Open trane opened 13 years ago
How we organize this will probably depend on what functions are called. If it calls all the same functions, we may just want to put them in one file.
I know for sure that patience calls at least 3 of the same functions in xdiff. My guess is that the pipeline is really similar. For example, creating the context used in recs_cmp()
, patience requires that we compact it. Implying that at least a significant part of the pipeline is similar.
Alright, I'll write it at the bottom of libdiff.c. I will need some new structs declared but they are only libdiff.c specific, so I won't declare them outside of it.
FYI, I'm compacting the functions I've already written and combining the structs. This will yield invasive changes. I'll refactor patience into these changes, so do what you're doing, but do let me know if patience requires substantially different infrastructure from Myers.
It assumes that the environment has already been prepared by xdl_prepare_env(), which I assume you are refactoring. Other than that I don't see anything that would cause big problems.
What is your new refactored version of the new xpparam_t ?
xpparam_t holds only a long whose bit pattern holds flags. I hold the flags in git_diffresults_conf.
Note that currently this depends on them being initialized before calling the diff() function. This will eventually be resolved by helper methods that build the results_conf for users, especially for common-path functions like printing to stdout.

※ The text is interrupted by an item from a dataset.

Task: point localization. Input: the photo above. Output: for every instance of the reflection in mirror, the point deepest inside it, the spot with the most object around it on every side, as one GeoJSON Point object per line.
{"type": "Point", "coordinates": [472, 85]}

One of us needs to branch off if we're working in the same file, or every push gives us a recursive merge. So I've branched to dev-algo-core
. The caveat is, if you alter anything in my code, I need to know so that I don't build around something that's wrong. Also the methods that you see up there are very likely to change.
So.
Sounds like a good idea. I will actually branch to dev-algo-patience. We can use dev-diff-algo to merge our branches. Sound good?
Yes, that sounds great.
This is implemented and will be tested when the unit tests are completed.
How are the tests going, by the way?
@crakdmirror ^^
Weird, I wasn't getting the notifications! Gotta use those mentions I guess. I suppose you get notifications on anything you've commented on, been mentioned on, are assigned to, or on the initial creation of an issue.
To answer your question, working on them. Won't probably be completely done tonight, but I'll pump through anything I don't have done tomorrow morning. In terms of the one we wanted to run during our presentation, I submit that we don't want a classic unit test -- we should create a demonstration, such that it will actually put out the diff and so forth, so we can prove that it works beyond just getting an "Everything's OK!" line. Or if we do normal unit tests in the presentation, we should also do a visible demonstration. Just sayin'.
My impression was that at least some of the unit tests could/would output data that could be displayed if needed.
I'll look into that. You might be right, I know the git unit test framework I was looking at had the ability to pass in a -v
for verbose execution. Didn't look in detail as to what that meant, but I will look for something equivalent in the libgit2 testing framework.
imho, at least 1 working test to demo is better than 0. So, even if it is impossible to get fully featured testing in place by Tuesday, getting at least 1 will allow us to demo.
Right. Once I get one test the rest will be easy. Still learning the testing framework. Had to spend more time on algorithms last night than planned.
On Mon, Apr 25, 2011 at 2:18 PM, trane < reply@reply.github.com>wrote:
imho, at least 1 working test to demo is better than 0. So, even if it is impossible to get fully featured testing in place by Tuesday, getting at least 1 will allow us to demo.
Reply to this email directly or view it on GitHub: https://github.com/crakdmirror/libgit2/issues/19#comment_1054824
Do we want patience diff in a separate file? I don't think it would hurt to do so. We could model it after JGit, where the both algos are in different files.